טו בשבט
Tou BiChevat
(15ème jour du mois de Chevat)
Nouvel An des arbres
Cette année 5772:Mercredi 8 février 2012
Présentation de la fête
Tou BiChevat signifie "15 (du mois) de chevat"; cette fête est qualifiée de Nouvel An des arbres (Roch Hachana lailanot)
car elle correspond au
moment de la montée de la sève dans l'arbre, avant le bourgeonnement du printemps.
Le Talmud (traité Roch Hachana) parle de "quatre Roch
HaChana" dans le calendrier juif. Si le 1er tichri, chaque être humain est jugé
au regard des "fruits" de ses actions, le 15 chevat c'est sa nourriture
originelle, le fruit de l'arbre, qui l'est: c'est une manière de souligner que la
nature est placée sous le regard du Créateur. C'est pourquoi en cette occasion on mange toutes sortes de fruits (voir plus bas), en louant l’Eternel.Tou BiChevat rappelle aussi le lien indéfectible de la communauté juive avec la terre d'Israël, lieu d'épanouissement spirituel
et terre des promesses divines. C'est pourquoi en cette occasion on plante des arbres, en louant Dieu.
Remarque: la fête de Tou BiChevat étant d'institution rabbinique, on n'évoque pas la mort des trois Justes (Joseph, Moïse et David) lors du Shabbat après-midi.
Historique de la fête
Bien que Tou BiChevat
soit mentionné dans le Talmud, ce jour n’a pris son véritable caractère festif
qu’au XVIème siècle avec les kabbalistes de Safed.

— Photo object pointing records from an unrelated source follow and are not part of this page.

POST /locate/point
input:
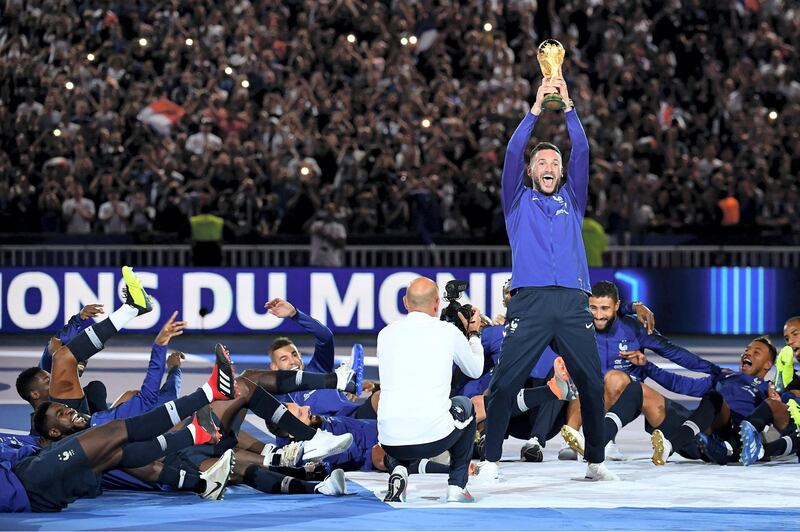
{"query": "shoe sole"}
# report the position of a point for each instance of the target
(341, 447)
(657, 439)
(571, 440)
(561, 374)
(358, 367)
(224, 369)
(397, 489)
(135, 288)
(222, 463)
(746, 458)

Leur réflexion sur la Création
du monde les amenait à penser aux différents niveaux d’existants, et en
particulier aux différentes formes de fruits germant sur la terre.
Si l’Eternel a créé tant
d’espèces, c’est que fondamentalement la bénédiction, qui se traduit par la
multitude, est inscrite dans la réalité. Cette prise de conscience d’un monde
béni est actualisée, en permanence, par la récitation de diverses bénédictions
ou berakhot. Finalement, les rabbins auraient pu composer une seule berakha
pour toutes les formes de jouissance – « Tout a été créé par Sa Parole », par
exemple, mais ils ont préféré composer des berakhot différentes pour les
gâteaux, les fruits de l’arbre, les fruits de la terre, le tonnerre,
l’arc-en-ciel, les parfums, etc. afin d’éduquer les fidèles à cette idée que,
du Dieu Un, découle une multiplicité de formes, de goûts et de couleurs, qui
participent de l’unité cosmique.
La coutume s’est répandue
d’organiser le 15 chevat (comme à Pessah ou Roch HaChana, un Séder ou « Ordre » de consommation de fruits,
accompagné de la récitation de versets bibliques, de passages du Talmud et du
Zohar liés à cette circonstance. Le séder le plus connu est celui tiré du livre
Péri 'Ets Hadar, imprimé pour la première fois à Salonique en 1753, et qui fut
diffusé dans le monde entier. Il fut réimprimé à Pise en 1763, à Amsterdam
en 1859, à Izmir-Smyrne en 1876, à Livourne en 1885 et à Bagdad en 1936, c'est-à-dire là où se
trouvaient de grandes communautés juives.
Le seder
Règles générales:
• On lira tout d’abord les
textes suivants en hébreu et en français, si l’entourage ne comprend pas la
langue de la Bible :
- Gn 1,9-13: récit
de la création des végétaux.
- Lv 26, 3-13:
les bénédictions.
- Dt 8,1-10: L'éloge des sept fruits de la terre d'Israël : blé, orge, raisin, grenade,
figue, olive, datte.
- Ez 17; 34; 36; 47.
- Jl 2.
- Ps 72; 147; 148;
65; 126.
• Le seder consiste à manger essentiellement des fruits, précédés de la berakha adéquate.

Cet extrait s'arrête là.